Bagaimana Mendapatkan Neraca S Corp agar Sesuai dengan Surat Pemberitahuan Pajak

Penyusun pajak Formulir IRS 1120S untuk perusahaan sub-bab S diharuskan melakukan perhitungan tahunan untuk merekonsiliasi neraca perusahaan pada pengembalian pajak, Jadwal L, dengan laba atau rugi bersih yang dilaporkan pada pengembalian pajak. Perhitungan jadwal M1 biasanya diperlukan untuk membuat penyesuaian ini untuk merekonsiliasi perbedaan akhir tahun antara neraca pengembalian pajak dan neraca laporan keuangan korporasi S.

  1. Tinjau Laporan Laba Rugi S Corp.

  2. Mulailah dengan pendapatan bersih perusahaan yang dicatat dalam pembukuan perusahaan. Masukkan jumlah ini pada Baris 1 Jadwal M1. Jumlah ini biasanya berbeda dengan pendapatan bersih pada Baris 21 pengembalian pajak karena perbedaan temporer dan permanen antara akuntansi pajak dan akuntansi keuangan.

  3. Tambahkan Pendapatan Bebas Pajak

  4. Tambahkan jumlah pendapatan apa pun pada Baris 2 yang dilaporkan langsung pada Jadwal K yang tidak termasuk dalam pengembalian pajak. Beberapa item pendapatan di Korporasi S dapat diatribusikan langsung kepada pemegang saham dan dilaporkan pada SPT pendapatan pribadi mereka tetapi tidak termasuk dalam pendapatan kena pajak pada Formulir 1120S. Misalnya, bunga bank dapat diatribusikan kepada pemegang saham secara langsung, tetapi tidak dikenakan pajak atas pengembalian pajak.

  5. Sertakan Pemotongan apa pun

  6. Sertakan setiap pemotongan yang dimasukkan ke dalam pembukuan tetapi tidak dimasukkan pada pengembalian pajak di Baris 3. Penambahan ini mungkin termasuk biaya penyusutan yang diambil dalam pembukuan yang lebih dari biaya penyusutan yang diperbolehkan dalam pengembalian pajak, setengah dari biaya makan bisnis dan hiburan tidak diizinkan pada pengembalian pajak, atau denda IRS dan biaya bunga dicatat dalam pembukuan tetapi tidak diperbolehkan pada pengembalian pajak.

  7. Total Apa yang Anda Miliki Sejauh Ini

  8. Tambahkan Baris 1 sampai 3 dan masukkan totalnya pada Baris 4. Penambahan ini semuanya telah dimasukkan dalam pengembalian pajak, meningkatkan pendapatan kena pajak bersih, tetapi merupakan pengurangan pada pembukuan perusahaan.

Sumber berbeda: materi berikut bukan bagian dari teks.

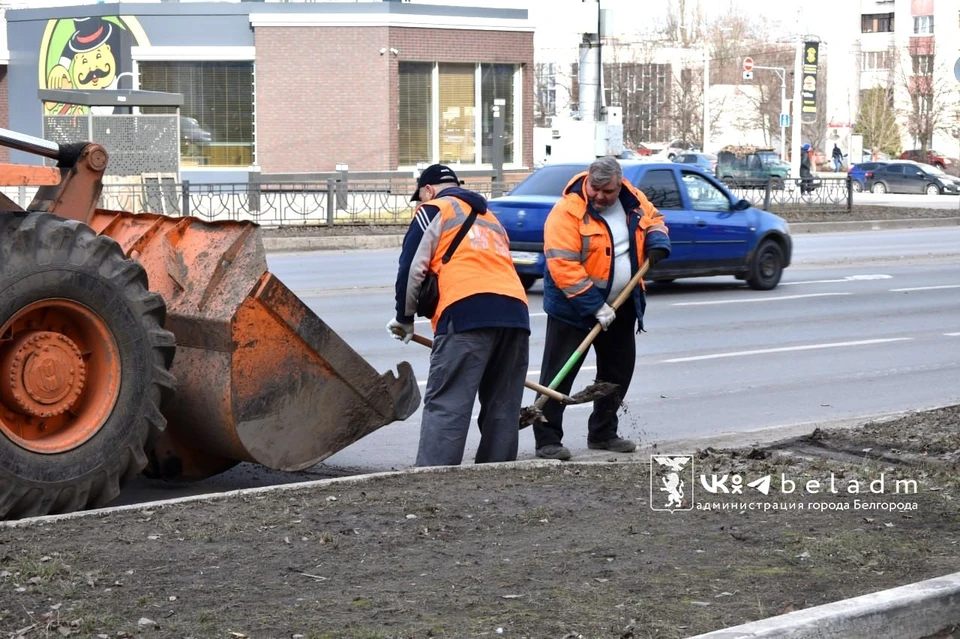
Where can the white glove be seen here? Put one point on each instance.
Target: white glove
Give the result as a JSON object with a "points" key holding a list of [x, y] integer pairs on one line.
{"points": [[605, 315], [402, 332]]}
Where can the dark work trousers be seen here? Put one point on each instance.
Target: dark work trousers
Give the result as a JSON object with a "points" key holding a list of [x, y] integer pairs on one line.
{"points": [[491, 362], [616, 353]]}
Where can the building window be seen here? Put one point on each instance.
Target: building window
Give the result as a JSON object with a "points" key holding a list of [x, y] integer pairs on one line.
{"points": [[876, 61], [216, 123], [546, 90], [923, 65], [876, 23], [458, 104], [496, 83], [446, 112], [923, 25], [416, 121]]}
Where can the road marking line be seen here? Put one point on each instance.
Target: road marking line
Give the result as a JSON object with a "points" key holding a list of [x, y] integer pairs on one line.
{"points": [[924, 288], [785, 349], [531, 373], [848, 278], [759, 299]]}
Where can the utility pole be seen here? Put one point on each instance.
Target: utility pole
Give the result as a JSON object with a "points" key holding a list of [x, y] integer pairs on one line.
{"points": [[706, 97], [797, 103]]}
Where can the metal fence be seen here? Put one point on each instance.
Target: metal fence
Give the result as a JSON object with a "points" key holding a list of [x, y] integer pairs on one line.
{"points": [[810, 194], [377, 201], [281, 203]]}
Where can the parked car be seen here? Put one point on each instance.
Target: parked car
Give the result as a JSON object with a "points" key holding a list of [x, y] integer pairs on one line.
{"points": [[858, 174], [706, 161], [751, 166], [712, 232], [931, 157], [910, 177]]}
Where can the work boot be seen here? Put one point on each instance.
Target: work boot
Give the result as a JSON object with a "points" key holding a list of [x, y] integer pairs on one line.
{"points": [[614, 444], [553, 451]]}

  9. Tambahkan Bunga Tidak Kena Pajak

  10. Hitung item pendapatan tambahan apa pun yang dimasukkan ke dalam buku tetapi tidak termasuk dalam pengembalian pajak. Misalnya, bunga bebas pajak apa pun, seperti bunga obligasi negara, tidak dimasukkan dalam SPT karena tidak kena pajak, meskipun itu adalah item pendapatan dalam laporan keuangan.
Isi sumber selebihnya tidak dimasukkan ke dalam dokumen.